Managing bad loans

Business Standard     25th June 2020     Save    
QEP Pocket Notes

Context: The economic disruption due to the COVID-19 pandemic is likely to worsen the non-performing assets (NPAs) situation in the banks. Bank balance sheets would need to be quickly repaired.

Factors cautioning rise in NPAs

  • Impact of COVID
  • Due to the contraction in economic activity: affecting the revenues and the ability of businesses to repay debt. Firms with stalled projects would find it difficult to service loans.
  • Increased borrowing by the households due to COVID related hardships.
  • Suspension of Insolvency and Bankruptcy Code: would affect the bargaining powers of the lenders.
  • Slow rebound in economic activity: escalate the pain in the banking system and in turn, affecting the economy as banks are the principle source of debt financing in India.
  • Impaired state of banking: Public Sector Banks was not in good shape before the crisis, they never recovered from the financial crisis and excessive lending in its aftermath.

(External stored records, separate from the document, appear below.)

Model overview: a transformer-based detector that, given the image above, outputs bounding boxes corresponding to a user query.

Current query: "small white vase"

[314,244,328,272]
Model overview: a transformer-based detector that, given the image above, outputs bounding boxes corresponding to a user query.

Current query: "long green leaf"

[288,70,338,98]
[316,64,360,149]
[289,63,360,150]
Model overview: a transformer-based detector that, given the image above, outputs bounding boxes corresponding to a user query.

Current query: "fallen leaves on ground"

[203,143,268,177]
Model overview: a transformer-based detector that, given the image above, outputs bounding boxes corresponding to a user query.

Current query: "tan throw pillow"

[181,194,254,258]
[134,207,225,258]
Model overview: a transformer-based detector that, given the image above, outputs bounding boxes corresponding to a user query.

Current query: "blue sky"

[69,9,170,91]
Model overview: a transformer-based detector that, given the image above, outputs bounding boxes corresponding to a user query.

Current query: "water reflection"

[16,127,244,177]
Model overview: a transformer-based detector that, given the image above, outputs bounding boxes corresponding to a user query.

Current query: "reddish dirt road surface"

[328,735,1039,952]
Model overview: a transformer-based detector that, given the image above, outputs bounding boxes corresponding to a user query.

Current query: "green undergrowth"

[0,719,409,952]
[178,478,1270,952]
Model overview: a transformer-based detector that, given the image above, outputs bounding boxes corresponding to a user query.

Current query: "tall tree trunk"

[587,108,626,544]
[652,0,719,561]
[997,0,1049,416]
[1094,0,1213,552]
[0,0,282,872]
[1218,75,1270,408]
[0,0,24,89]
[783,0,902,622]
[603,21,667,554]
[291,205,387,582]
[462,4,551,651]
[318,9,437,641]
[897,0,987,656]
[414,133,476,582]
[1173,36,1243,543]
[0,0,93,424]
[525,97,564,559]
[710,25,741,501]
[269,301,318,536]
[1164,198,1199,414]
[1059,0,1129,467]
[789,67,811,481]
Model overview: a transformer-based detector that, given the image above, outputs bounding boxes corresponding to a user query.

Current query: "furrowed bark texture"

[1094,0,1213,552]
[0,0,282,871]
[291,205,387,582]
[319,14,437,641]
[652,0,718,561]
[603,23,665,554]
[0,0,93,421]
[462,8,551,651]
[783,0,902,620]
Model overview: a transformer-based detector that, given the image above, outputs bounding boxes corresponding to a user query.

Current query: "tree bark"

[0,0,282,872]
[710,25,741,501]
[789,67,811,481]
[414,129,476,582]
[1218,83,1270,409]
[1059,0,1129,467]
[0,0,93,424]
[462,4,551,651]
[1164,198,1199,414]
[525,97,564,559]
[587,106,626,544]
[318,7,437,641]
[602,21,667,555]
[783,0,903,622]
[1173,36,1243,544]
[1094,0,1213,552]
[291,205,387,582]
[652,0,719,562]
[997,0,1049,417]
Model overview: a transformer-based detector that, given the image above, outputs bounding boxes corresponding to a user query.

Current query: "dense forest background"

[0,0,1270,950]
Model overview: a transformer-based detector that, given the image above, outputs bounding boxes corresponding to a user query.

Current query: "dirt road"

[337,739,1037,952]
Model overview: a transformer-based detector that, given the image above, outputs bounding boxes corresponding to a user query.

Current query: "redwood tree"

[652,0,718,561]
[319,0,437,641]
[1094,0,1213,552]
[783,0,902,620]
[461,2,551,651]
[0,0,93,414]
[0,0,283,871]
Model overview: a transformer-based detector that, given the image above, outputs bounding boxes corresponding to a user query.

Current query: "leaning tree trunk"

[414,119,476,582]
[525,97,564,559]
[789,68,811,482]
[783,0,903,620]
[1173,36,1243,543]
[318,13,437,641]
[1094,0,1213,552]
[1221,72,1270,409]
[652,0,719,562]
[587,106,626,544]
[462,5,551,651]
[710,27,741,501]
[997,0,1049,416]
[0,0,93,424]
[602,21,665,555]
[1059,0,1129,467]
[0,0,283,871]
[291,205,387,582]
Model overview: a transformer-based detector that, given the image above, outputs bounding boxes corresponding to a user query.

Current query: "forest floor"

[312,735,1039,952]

Steps taken by RBI to manage bad loans

  • Asked banks to conduct detailed stress tests: evaluating the quality of books and accounts so that they might be forced to raise more capital.
  • Initiated discussion with the banks: as some of the regulatory flexibility may be warranted in the current economic situation.
  • Infused liquidity into the system: to aid the functioning of the bond market. 

Way Forward:  

  • Role of Government: To infuse more capital into public sector banks.
  • Role of RBI:
  • Review the trigger points for additional provisioning.
  • Relax rules for a short period to accommodate difficulties arising because of the pandemic.
  • Allow a one-time restructuring of loans.
  • Carefully relaxing regulations ensuring bad assets are not hidden.